Electrochemical nitrate-to-ammonia conversion over a broad concentration range via a hollow Co3O4/CuO catalyst

Abstract

Widespread nitrate contamination in water challenges both aquatic ecosystems and drinking water safety, and the electrocatalytic nitrate reduction to ammonia (eNRA) presents a promising sustainable way to convert pollutants to value-added products. However, most existing eNRA systems operate efficiently only under highly alkaline and concentrated conditions that are incompatible with real wastewater. Herein, we report a hollow heterostructured Co₃O₄/CuO catalyst that permits efficient eNRA in neutral aqueous media over a wide range of environmentally relevant nitrate concentrations (1–250 mM).
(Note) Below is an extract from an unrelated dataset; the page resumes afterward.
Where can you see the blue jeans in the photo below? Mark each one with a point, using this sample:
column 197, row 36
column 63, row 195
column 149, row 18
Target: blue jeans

The catalyst achieves NH₃ faradaic efficiencies above 97% in the 10–250 mM nitrate range and maintains a faradaic efficiency of 86% even at 1 mM nitrate. Furthermore, the catalyst exhibited excellent stability over 100 hours of continuous operation. In situ Fourier transform infrared spectroscopy analysis suggests that the hollow architecture creates a spatially confined microenvironment that accelerates the hydrogenation of NO_x intermediates toward NH₃, and density functional theory calculations indicate the ensemble effect of Co₃O₄ and CuO in reducing the free-energy changes of key nitrate reduction steps. This work highlights a structural engineering strategy in electrocatalysts for efficient nitrate remediation and wastewater treatment.